Comenzó su carrera política con varios cargos en el sindicalismo vertical de la dictadura, y llegó a ser secretario general de la Organización Sindical. Más tarde fue gobernador civil y jefe provincial del Movimiento de Barcelona. Ya muerto Franco fue ministro de Relaciones Sindicales en el gobierno de Arias Navarro. Suárez le nombra en la Transición ministro de la Gobernación, donde se ganó el apodo de la «porra de la Transición» por la contundencia con la que reprimía las manifestaciones. Casualidades de la vida, fue precisamente cuando era ministro de la Gobernación cuando se produjeron los primeros casos de implicación de miembros de los cuerpos de seguridad en atentados de lo que más tarde se llamaría «guerra sucia». Recuperó al «supercomisario». Conesa, también conocido como «superinspector», como hombre de confianza a su servicio. Durante su mandato como ministro se produjeron los dramáticos sucesos de los Sanfermines de 1978, cuando la policía entró en la plaza de toros repartiendo a diestro y siniestro con botes de humo y porras para terminar con fuego real. El balance fue de siete heridos de bala. La ciudad se convirtió en un caos que se saldó con 150 heridos, 11 de ellos por disparos de la policía. Como consecuencia de los enfrentamientos en la calle falleció de un disparo en la frente Germán Rodríguez, conocido militante trotskista, sin que a día de hoy se haya sabido quién disparó, ni con qué tipo de arma. En el lugar donde lo mataron se encontraron 35 impactos de bala. A pesar de las evidencias, Martín Villa negó siempre que fuera la policía la que le disparó y eso que reconoció que se hicieron, por parte de las fuerzas del orden, 130 disparos de bala. El hecho de que fueran los «servicios del orden» los únicos que portaban armas de fuego y dispararan no parece que le diera pista alguna al ministro para deducir quién lo mató. Las imágenes de TVE de las acciones represivas se emitieron una sola vez y fueron destruidas, desaparecieron de los archivos. Parece que a don Rodolfo no le gustaron. Así era la Transición.

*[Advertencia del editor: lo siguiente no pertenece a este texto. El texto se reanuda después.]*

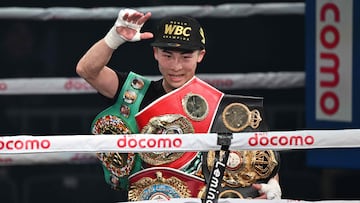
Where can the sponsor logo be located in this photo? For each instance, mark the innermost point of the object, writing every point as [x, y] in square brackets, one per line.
[276, 140]
[149, 142]
[24, 144]
[216, 176]
[328, 44]
[77, 85]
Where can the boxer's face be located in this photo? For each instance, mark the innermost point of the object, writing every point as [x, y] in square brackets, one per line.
[177, 67]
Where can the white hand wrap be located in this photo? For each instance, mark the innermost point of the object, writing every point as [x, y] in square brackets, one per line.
[113, 39]
[271, 189]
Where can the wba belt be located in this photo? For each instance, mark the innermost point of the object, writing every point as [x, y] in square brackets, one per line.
[241, 114]
[188, 109]
[120, 119]
[162, 183]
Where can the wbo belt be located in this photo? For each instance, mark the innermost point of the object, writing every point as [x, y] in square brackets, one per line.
[188, 109]
[162, 183]
[120, 119]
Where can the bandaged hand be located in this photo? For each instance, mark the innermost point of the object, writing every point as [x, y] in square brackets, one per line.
[127, 28]
[270, 190]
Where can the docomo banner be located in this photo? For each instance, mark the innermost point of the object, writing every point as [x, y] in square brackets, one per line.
[333, 61]
[179, 142]
[21, 86]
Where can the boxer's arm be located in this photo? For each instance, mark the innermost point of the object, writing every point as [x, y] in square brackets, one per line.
[92, 66]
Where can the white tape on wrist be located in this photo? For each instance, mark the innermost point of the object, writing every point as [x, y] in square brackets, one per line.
[121, 22]
[113, 39]
[271, 189]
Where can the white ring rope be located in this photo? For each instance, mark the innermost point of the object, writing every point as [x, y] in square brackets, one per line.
[26, 149]
[229, 10]
[270, 80]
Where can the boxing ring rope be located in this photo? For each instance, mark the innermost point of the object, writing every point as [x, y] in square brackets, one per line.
[270, 80]
[274, 140]
[229, 10]
[28, 149]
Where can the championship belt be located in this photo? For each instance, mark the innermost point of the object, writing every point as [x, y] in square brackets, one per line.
[162, 183]
[188, 109]
[242, 114]
[120, 119]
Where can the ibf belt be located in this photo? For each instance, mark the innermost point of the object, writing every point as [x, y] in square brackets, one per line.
[188, 109]
[239, 114]
[120, 119]
[242, 114]
[160, 183]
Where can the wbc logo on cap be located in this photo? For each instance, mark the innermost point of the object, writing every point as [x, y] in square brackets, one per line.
[177, 30]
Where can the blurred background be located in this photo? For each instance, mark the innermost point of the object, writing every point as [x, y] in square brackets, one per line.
[52, 48]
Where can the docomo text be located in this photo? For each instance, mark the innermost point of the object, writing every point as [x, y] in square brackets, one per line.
[31, 144]
[282, 140]
[149, 142]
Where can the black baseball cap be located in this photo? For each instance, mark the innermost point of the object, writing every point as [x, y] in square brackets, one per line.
[179, 32]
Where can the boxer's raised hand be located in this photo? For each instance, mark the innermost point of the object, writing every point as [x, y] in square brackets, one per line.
[127, 28]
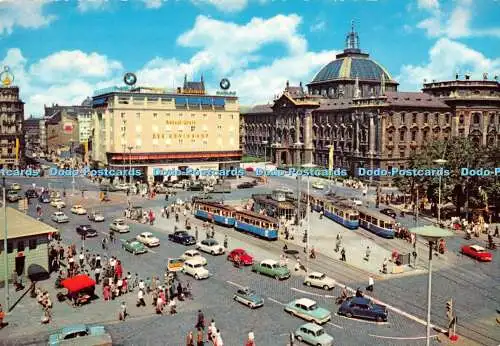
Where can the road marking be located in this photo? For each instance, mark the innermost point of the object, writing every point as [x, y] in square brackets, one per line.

En 2008, una comisión del Parlamento Vasco le consideró responsable político de la matanza de Vitoria, de la que ya hablamos antes, junto con otro de nuestros todoterreno favoritos, don Manuel Fraga Iribarne, padre de la Constitución. Recordaba Martín Villa, con sorpresa y estupefacción, que, yendo a visitar a los heridos en compañía de don Manuel, un familiar les dijo que si iban a rematarlos. No entendía don Rodolfo a aquel ingrato paisano que no supo apreciar el gesto del verdugo que, deportivamente, se acerca a la víctima para darle ánimos. Tal vez esperaba que el antipático sujeto le recibiera con un abrazo, predisponiendo a las víctimas a una jornada festiva ante la presencia de las autoridades. Algo así como «sonreíd, que han venido de visita los señores que mandan en los que os pegaron los tiros para ver qué tal ha quedado su obra». Y es que la gente es rencorosa a más no poder.

La carrera de don Rodolfo continuó imparable, volvió de ministro con Calvo Sotelo y acabó en el Partido Popular como miembro de la ejecutiva nacional, recuperando el acta de diputado. Otro buen fichaje del «centro».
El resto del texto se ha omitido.